New Zealand is in what can only be called a mental health crisis. Around 500 New Zealanders per year die by suicide, and we have some of the highest youth suicide rates in the OECD. The statistics are even worse in the rural demographic, where suicide rates are 20–50 per cent higher than in urban areas. The pressures of agriculture, coupled with the typical stoic, silent culture that permeates rural New Zealand can mean that those who are struggling often find it difficult to seek help, or to talk about their private battles. Geographical isolation can also be a factor, with some farm workers employed on remote high-country stations for months at a time with limited off-farm contact.
In December 2017, 21-year-old North Otago farm worker Will Gregory tragically ended his life, leaving his family, friends and girlfriend Elle Perriam devastated. Following Will’s death, Elle, a Lincoln University student, looked for a way to create positive change in the rural mental health sector, and the idea for the ‘Will to Live Speak Up Tour’ was born. Elle, with the help of her sister Sarah, launched the tour at the Hunterville Huntaway Festival in October 2018, with Will’s black Huntaway Jess as mascot.
With 16 ‘Speak Up’ events held in small towns across New Zealand, Elle set up a crowdfunding campaign on PledgeMe, initially raising an impressive $18,000 to fund the tour, with sponsors like Allflex also stepping up to volunteer support. ‘We didn’t approach any sponsors and we didn’t approach the government,’ Elle says. ‘It’s all been crowdfunded – it’s really community driven.’
Each event had speakers: local ‘ambassadors’ – farmers who have struggled with mental health, and rural psychologists, as well as dinner and drinks, and a chance to socialise and connect. Farmers were encouraged to bring their working dogs, and a moment of silence was held for all of those whose lives have been lost to suicide. That silence was then broken by Jess, who ‘Speaks Up’ and started barking, and was then joined by the other dogs who began barking in unison.

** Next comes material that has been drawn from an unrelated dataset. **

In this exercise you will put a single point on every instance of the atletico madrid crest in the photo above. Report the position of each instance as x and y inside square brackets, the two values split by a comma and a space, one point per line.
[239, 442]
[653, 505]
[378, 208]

The Speak Up is emotional and symbolic, with Jess being a ‘black dog’, a term often used to describe depression, and by ‘Speaking Up’, just like the working dogs barking with Jess, it encourages those struggling with mental health to do the same. ‘I feel like telling your story and being relatable is just as important as someone telling you how to get better,’ Elle says. ‘There’s so much to learn from someone that’s been through it. So that’s why at each event, I’ve spoken, telling my experience. Then a psychologist talked about the psychology of it all and what happens in the brain, because I know when your head’s all spinning, and when someone says, “This is human biology, this is why you’re thinking that way”, it makes it feel a lot less weird.’
Raised on a beef property owned and run by Elle’s mother in Haast, and having worked on various properties in New Zealand and Australia, Elle has a good understanding of rural communities, and the importance of establishing mental health initiatives that are relatable and appealing to farmers. ‘I think events are the best way to go, and to make them “farmer attractive”. That’s why I put on a live band and an auction, a meal and a beer and why I got the stock agents there. Because you’re not going to get farmers to come listen to a mental health lecture in town, are you? So we went to their pubs. Then boom! Their whole life’s changed because they listen to something that, you know, triggered something in their head.’
In the future, Elle would like to also focus on farm managers, and the important role they have in their workers’ physical and mental wellbeing. ‘If you were in that team of four and you don’t get along with anyone and you’re stuck on a station for an eight-month contract, then it seems very, very long, and lonely and hard,’ Elle says, ‘especially in some of those gullies where you don’t really see anyone else. That’s why managers are so important.’
With the rural health sector being already severely under-resourced, and the Rural Health Alliance being forced into hibernation earlier this year following a rejection by the government for core funding at a time when statistics paint a very grim and alarming picture, grass roots initiatives like the ‘Will to Live’ campaign are vital and could quite possibly even save lives. ‘No one should ever go through the nightmare that we went through,’ Elle says. ‘It didn’t just affect Will’s immediate family, his girlfriend, his friends. It affected everyone: the police, the whole town, hundreds and hundreds of people. I just don’t want that to happen again to anyone.’